An open-source, extensible, web-scale, archival-quality web crawler from the Internet Archive.
Heritrix is an open-source, extensible web crawler developed by the Internet Archive for large-scale, archival-quality web harvesting. It is designed to capture and preserve digital artifacts with high fidelity, respecting website politeness policies like `robots.txt` and META nofollow tags. The project addresses the need for responsible, scalable tools to archive web content for future research and cultural preservation.
Archivists, researchers, and institutions focused on digital preservation, web archiving, and large-scale data collection who require a robust, configurable crawling solution.
Developers choose Heritrix for its proven scalability in web-scale archiving, its commitment to respectful crawling practices, and its extensible architecture that allows deep customization. As a project from the Internet Archive, it benefits from real-world use in preserving cultural heritage.
Heritrix is the Internet Archive's open-source, extensible, web-scale, archival-quality web crawler project.

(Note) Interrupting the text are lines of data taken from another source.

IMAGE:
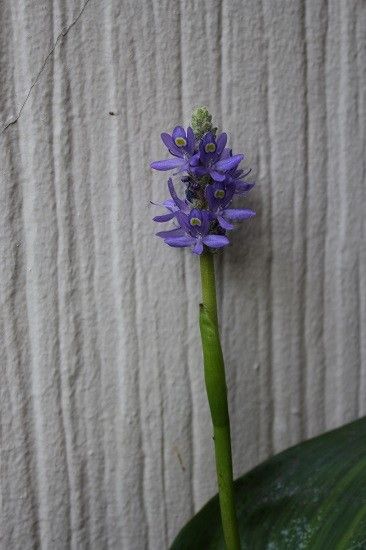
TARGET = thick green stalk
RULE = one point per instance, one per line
(217, 397)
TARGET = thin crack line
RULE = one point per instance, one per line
(62, 34)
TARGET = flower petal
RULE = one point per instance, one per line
(224, 224)
(164, 217)
(181, 204)
(220, 144)
(217, 176)
(229, 163)
(179, 242)
(216, 241)
(169, 143)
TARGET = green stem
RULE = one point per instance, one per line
(217, 397)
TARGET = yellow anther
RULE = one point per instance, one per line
(210, 147)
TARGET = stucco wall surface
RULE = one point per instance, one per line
(105, 429)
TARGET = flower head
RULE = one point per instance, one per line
(212, 178)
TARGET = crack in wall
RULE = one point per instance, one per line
(61, 35)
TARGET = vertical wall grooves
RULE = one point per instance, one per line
(106, 432)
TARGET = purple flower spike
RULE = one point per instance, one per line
(181, 145)
(235, 178)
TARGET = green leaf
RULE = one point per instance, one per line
(311, 496)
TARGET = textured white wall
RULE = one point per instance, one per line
(105, 431)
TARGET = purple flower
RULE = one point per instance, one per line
(181, 145)
(213, 159)
(219, 196)
(193, 232)
(174, 205)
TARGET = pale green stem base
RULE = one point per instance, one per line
(217, 397)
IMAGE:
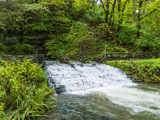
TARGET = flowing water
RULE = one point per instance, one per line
(100, 92)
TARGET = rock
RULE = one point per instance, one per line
(60, 89)
(64, 59)
(84, 59)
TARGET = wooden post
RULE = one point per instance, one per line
(105, 50)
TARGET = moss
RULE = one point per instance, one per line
(142, 70)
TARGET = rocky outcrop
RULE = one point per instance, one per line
(63, 59)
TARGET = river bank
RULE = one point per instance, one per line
(142, 70)
(24, 92)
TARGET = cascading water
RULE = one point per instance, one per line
(101, 91)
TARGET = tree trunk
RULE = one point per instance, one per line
(119, 17)
(139, 18)
(112, 13)
(107, 11)
(134, 11)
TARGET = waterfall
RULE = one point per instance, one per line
(84, 79)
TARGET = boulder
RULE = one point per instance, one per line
(63, 59)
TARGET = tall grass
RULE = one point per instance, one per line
(142, 70)
(24, 90)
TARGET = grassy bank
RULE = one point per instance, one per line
(141, 70)
(24, 92)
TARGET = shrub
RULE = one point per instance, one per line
(148, 43)
(25, 90)
(3, 48)
(22, 49)
(126, 34)
(142, 70)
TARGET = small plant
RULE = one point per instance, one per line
(22, 49)
(25, 90)
(142, 70)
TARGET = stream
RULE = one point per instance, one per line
(100, 92)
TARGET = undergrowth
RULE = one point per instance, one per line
(24, 92)
(142, 70)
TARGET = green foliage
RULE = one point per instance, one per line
(22, 49)
(142, 70)
(148, 43)
(114, 47)
(3, 48)
(24, 90)
(94, 16)
(82, 40)
(57, 45)
(127, 34)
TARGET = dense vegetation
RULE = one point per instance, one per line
(141, 70)
(24, 92)
(74, 27)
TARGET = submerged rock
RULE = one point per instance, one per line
(63, 59)
(59, 89)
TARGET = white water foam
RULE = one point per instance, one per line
(82, 79)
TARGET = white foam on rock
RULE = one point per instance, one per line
(82, 79)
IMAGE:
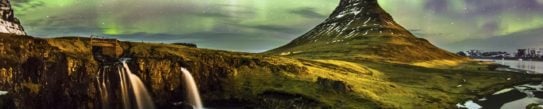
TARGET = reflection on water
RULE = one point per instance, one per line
(535, 66)
(517, 97)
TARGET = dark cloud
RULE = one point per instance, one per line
(24, 5)
(308, 13)
(437, 6)
(215, 40)
(276, 28)
(491, 27)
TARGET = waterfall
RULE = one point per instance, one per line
(118, 87)
(142, 98)
(192, 90)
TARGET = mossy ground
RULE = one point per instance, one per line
(374, 84)
(268, 81)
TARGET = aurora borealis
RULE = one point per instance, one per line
(259, 25)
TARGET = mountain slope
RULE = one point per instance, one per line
(8, 22)
(361, 29)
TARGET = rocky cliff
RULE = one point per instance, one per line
(361, 29)
(62, 73)
(8, 22)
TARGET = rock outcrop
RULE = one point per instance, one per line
(8, 22)
(362, 29)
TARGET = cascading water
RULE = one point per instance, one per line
(143, 99)
(120, 88)
(192, 90)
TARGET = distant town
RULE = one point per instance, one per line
(525, 54)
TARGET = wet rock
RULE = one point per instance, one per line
(6, 102)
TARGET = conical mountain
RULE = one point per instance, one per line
(361, 29)
(8, 22)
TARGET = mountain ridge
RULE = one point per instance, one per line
(361, 29)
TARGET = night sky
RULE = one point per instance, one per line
(260, 25)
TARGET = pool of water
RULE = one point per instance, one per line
(534, 66)
(517, 97)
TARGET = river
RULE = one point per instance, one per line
(528, 65)
(517, 97)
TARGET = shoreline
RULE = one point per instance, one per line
(511, 59)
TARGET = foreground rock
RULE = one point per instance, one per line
(8, 22)
(61, 72)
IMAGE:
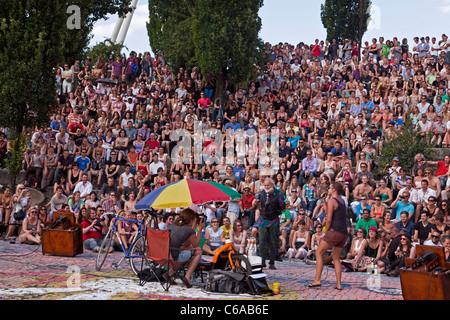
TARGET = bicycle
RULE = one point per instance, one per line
(138, 245)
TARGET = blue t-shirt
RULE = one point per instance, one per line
(235, 126)
(56, 126)
(82, 163)
(402, 207)
(370, 105)
(359, 209)
(239, 171)
(294, 141)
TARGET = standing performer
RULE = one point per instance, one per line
(335, 236)
(272, 205)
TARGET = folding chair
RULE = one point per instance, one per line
(159, 259)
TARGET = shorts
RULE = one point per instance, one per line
(184, 256)
(335, 238)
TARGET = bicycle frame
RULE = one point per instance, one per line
(140, 231)
(232, 250)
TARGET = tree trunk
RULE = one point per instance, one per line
(220, 88)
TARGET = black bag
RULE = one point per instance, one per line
(150, 274)
(19, 215)
(257, 285)
(225, 282)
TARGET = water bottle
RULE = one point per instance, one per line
(376, 270)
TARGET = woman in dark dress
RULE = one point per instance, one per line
(336, 234)
(185, 236)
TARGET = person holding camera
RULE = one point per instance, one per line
(247, 208)
(185, 235)
(92, 231)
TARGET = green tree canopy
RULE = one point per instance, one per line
(170, 30)
(76, 41)
(226, 39)
(345, 19)
(221, 38)
(30, 47)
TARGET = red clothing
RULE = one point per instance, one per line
(92, 233)
(203, 103)
(442, 169)
(153, 144)
(247, 201)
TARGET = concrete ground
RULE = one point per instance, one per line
(27, 274)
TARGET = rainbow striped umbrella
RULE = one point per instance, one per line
(184, 193)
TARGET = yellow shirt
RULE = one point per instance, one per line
(226, 231)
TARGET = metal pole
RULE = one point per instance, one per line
(116, 30)
(126, 25)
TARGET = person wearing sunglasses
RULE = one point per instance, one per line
(434, 240)
(31, 228)
(404, 250)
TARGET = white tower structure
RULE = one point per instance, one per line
(121, 28)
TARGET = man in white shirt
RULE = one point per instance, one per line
(84, 186)
(435, 239)
(424, 126)
(155, 165)
(435, 49)
(423, 105)
(413, 194)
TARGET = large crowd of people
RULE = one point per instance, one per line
(315, 115)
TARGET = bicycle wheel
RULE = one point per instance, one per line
(138, 253)
(240, 264)
(104, 250)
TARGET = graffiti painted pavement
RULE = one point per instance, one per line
(27, 274)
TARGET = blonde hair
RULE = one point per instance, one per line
(186, 216)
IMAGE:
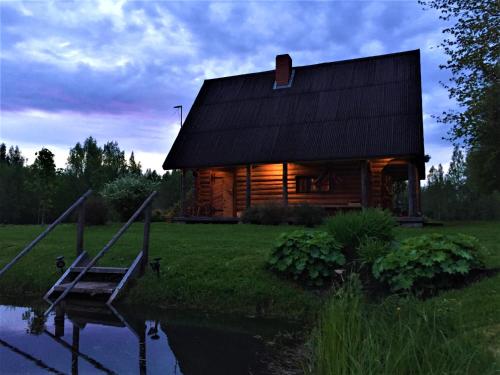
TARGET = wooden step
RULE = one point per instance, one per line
(89, 287)
(107, 270)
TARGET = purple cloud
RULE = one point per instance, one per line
(115, 69)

Open-Awesome is built by the community, for the community. Submit a project, suggest an awesome list, or help improve the catalog on GitHub.
Designed to preserve web content with high fidelity for future research, as emphasized in its focus on archival-quality harvesting.
Engineered for massive, internet-wide crawling operations, proven by its use in the Internet Archive's large-scale archiving projects.
Adheres to robots.txt and META nofollow tags to minimize server impact, a core principle highlighted in the README's politeness compliance.
Modular architecture allows for deep customization and integration, supported by comprehensive developer documentation and REST API.
Setting up and tuning crawl jobs requires detailed knowledge and expertise, as indicated by the extensive configuration options and documentation.
Built for large-scale operations, it demands substantial computational resources, making it inefficient and overkill for smaller tasks.
The extensive documentation and modular design imply a significant time investment for new users to master its capabilities effectively.